“Ce que l’homme ne peut entièrement comprendre, il est capable de le faire pleinement et c’est précisément en le faisant qu’il entretient la conscience de cette réalité qui se trouve encore à demi dans l’obscurité ", écrivait le grand philosophe catholique Maurice Blondel dans " Histoire et Dogme ". (Traduction libre)
Vivre et agir, savoir et faire, expérience et action, … ne peuvent être envisagés séparément l’un de l’autre, l’un rendant l’autre possible.

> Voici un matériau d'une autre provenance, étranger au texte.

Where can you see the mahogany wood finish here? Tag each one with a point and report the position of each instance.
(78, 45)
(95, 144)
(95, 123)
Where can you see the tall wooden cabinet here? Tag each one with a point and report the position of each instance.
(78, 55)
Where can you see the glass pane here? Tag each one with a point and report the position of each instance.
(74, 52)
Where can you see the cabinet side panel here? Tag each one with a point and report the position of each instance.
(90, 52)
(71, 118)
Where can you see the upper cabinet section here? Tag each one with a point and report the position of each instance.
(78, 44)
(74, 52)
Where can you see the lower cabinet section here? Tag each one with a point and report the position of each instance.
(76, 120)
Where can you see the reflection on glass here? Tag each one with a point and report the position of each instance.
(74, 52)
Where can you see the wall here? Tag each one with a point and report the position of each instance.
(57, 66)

Regardez et agissez ! Le travail est sans doute l’action dans sa forme la plus intense. C’est tout au moins ce que nous pensons à priori.
L’action par excellence n’est-elle cependant pas l’action liturgique ? En tout cas, celle-ci constitue également une œuvre : l’œuvre de Dieu, l’Opus Dei, l’action que nous initions et qu’en quelque sorte nous faisons aboutir, mais qui en réalité n’est accomplie et achevée que par Dieu lui-même. Ainsi, l’action liturgique confère une structure à toute œuvre ou tout travail, pour autant que nous n’en maîtrisions pas nous-mêmes le résultat final : ce travail est une participation à la création et à l’évolution du monde ; sa signification va bien au-delà de notre intention consciente et à y regarder de plus près, il ne peut être accompli qu’au Nom de l’Unique Autre.